Para Débora Diniz, a epidemia de Zika “só evidenciou a crueldade da criminalização do aborto no país”. Como a elevada incidência do vírus no Nordeste do Brasil evidencia, as mulheres mais pobres são as mais atingidas; vivendo em regiões periféricas sem acesso a água canalizada, nem saneamento básico, não têm outra opção senão acumular água em reservatórios, o que propicia a proliferação do mosquito transmissor da doença. Segundo a imprensa brasileira, um grupo crescente de mães de recém-nascidos com microcefalia foram abandonadas pelos pais das crianças e têm de criar os filhos sozinhas.

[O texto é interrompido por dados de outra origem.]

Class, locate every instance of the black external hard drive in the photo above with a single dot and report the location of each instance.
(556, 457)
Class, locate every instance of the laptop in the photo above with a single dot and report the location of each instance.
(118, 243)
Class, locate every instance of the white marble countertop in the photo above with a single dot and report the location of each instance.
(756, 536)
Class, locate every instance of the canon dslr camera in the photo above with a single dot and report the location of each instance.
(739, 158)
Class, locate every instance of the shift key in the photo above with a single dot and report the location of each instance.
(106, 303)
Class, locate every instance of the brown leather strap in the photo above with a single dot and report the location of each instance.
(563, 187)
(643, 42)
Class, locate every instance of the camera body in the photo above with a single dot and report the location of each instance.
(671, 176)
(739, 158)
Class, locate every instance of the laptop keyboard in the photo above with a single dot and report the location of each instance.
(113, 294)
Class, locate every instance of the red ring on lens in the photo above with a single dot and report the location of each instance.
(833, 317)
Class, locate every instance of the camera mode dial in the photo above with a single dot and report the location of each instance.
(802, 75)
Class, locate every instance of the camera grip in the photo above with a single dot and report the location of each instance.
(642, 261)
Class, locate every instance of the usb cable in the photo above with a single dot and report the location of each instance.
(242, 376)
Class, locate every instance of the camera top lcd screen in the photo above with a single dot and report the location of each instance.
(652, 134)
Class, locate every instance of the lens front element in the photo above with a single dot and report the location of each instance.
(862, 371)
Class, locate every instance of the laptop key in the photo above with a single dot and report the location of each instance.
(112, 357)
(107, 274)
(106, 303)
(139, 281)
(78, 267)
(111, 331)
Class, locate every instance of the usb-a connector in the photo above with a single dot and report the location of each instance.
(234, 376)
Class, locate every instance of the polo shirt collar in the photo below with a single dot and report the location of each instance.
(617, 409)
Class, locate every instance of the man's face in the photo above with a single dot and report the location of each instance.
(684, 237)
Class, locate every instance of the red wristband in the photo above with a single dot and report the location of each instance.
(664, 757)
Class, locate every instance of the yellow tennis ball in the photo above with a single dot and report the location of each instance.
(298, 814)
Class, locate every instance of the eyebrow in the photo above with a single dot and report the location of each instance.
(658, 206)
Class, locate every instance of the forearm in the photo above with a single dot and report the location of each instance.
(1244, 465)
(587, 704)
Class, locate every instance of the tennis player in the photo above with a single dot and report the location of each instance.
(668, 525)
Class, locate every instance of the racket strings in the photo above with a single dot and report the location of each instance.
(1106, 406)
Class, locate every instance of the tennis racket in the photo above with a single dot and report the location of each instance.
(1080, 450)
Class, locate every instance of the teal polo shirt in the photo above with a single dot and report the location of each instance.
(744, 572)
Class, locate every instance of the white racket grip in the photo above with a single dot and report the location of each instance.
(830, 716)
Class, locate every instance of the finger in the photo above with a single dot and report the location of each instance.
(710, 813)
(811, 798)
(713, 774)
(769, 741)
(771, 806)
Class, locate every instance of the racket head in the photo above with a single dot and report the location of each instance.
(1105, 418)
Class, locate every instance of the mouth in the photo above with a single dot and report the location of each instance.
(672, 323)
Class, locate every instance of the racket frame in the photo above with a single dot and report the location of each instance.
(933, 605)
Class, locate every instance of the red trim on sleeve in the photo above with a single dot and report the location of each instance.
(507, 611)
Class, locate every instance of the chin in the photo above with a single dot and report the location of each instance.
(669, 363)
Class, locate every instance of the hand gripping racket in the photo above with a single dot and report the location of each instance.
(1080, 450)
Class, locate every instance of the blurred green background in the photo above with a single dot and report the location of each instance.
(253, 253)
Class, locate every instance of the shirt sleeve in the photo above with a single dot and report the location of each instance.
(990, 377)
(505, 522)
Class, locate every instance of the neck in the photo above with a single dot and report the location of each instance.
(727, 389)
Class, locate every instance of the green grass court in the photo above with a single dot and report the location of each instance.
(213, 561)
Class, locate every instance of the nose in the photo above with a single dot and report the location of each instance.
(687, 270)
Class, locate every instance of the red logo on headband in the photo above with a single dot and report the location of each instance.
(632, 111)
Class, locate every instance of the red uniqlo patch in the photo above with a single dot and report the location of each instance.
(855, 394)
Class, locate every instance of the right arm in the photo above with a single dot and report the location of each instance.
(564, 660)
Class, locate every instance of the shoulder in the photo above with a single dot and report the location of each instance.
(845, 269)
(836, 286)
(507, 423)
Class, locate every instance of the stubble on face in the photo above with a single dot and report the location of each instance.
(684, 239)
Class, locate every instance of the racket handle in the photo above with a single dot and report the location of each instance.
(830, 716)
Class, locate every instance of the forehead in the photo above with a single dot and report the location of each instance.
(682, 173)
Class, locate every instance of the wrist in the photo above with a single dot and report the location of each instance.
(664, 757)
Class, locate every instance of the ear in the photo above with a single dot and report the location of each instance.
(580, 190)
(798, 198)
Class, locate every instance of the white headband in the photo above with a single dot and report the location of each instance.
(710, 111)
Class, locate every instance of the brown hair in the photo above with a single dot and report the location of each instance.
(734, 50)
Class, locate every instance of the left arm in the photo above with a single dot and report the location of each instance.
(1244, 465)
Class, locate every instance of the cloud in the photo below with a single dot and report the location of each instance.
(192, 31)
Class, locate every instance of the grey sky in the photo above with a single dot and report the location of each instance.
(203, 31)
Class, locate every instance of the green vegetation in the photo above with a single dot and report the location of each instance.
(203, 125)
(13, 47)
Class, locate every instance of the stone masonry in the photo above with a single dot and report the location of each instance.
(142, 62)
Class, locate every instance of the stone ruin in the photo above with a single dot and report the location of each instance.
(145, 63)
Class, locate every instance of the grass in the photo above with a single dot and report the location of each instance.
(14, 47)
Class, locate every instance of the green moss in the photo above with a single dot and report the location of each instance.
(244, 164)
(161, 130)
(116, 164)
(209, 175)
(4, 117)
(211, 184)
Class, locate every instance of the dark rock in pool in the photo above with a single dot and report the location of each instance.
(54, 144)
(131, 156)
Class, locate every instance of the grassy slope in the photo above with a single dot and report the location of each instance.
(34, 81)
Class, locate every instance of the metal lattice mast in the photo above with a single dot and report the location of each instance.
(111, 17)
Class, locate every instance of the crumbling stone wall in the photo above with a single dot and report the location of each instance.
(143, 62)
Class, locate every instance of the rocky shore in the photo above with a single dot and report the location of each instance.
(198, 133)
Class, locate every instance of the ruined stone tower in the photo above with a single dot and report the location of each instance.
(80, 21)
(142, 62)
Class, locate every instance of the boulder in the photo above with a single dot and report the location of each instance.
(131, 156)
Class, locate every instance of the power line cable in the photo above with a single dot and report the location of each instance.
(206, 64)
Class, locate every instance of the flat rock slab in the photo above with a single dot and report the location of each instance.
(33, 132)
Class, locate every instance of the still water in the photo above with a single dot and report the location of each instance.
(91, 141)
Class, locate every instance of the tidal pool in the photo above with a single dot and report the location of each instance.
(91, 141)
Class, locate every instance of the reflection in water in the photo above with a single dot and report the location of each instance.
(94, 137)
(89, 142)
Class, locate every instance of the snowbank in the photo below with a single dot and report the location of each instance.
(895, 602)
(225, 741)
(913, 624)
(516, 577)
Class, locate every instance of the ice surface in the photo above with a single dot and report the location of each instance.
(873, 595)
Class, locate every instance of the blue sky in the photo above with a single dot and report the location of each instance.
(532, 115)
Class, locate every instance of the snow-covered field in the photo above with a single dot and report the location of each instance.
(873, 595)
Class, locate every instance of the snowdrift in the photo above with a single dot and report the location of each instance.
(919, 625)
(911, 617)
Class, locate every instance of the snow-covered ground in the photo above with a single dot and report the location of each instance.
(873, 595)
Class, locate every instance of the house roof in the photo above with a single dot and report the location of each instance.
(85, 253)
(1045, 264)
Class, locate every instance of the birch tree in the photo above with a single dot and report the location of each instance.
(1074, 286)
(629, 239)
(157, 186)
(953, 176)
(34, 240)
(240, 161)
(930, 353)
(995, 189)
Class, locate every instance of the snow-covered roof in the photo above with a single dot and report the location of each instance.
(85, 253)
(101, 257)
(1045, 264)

“É triste, mas essa epidemia abre uma janela de oportunidade para que o debate sobre o aborto saia do gueto, não seja feito pelas mesmas vozes de sempre – feministas, igrejas –, mas outros sectores da sociedade – médicos, associações de juízes, opinion makers... Isso está acontecendo”, diz Jacqueline Pitanguy.
Thomaz Gollop, coordenador do Grupo de Estudos sobre o Aborto, uma organização multidisciplinar que defende a interrupção voluntária da gravidez como uma questão de saúde pública, não está tão optimista.
“É muito difícil ter essa posição no Brasil, sendo médico. Muitos médicos são preconceituosos e confundem você ser parceiro da mulher e ser pró-escolha com ser alguém que faz aborto criminoso. São coisas completamente diferentes. Digo aos meus alunos: 'Se eu vivesse de aborto clandestino, jamais quereria que a lei mudasse. Porque estaria dando tiro no meu próprio pé'”, nota. “A reflexão no Brasil sobre direitos sexuais e direitos reprodutivos, incluindo a questão do aborto, é muito pobre, mesmo entre médicos”, conclui o ginecologista e obstetra.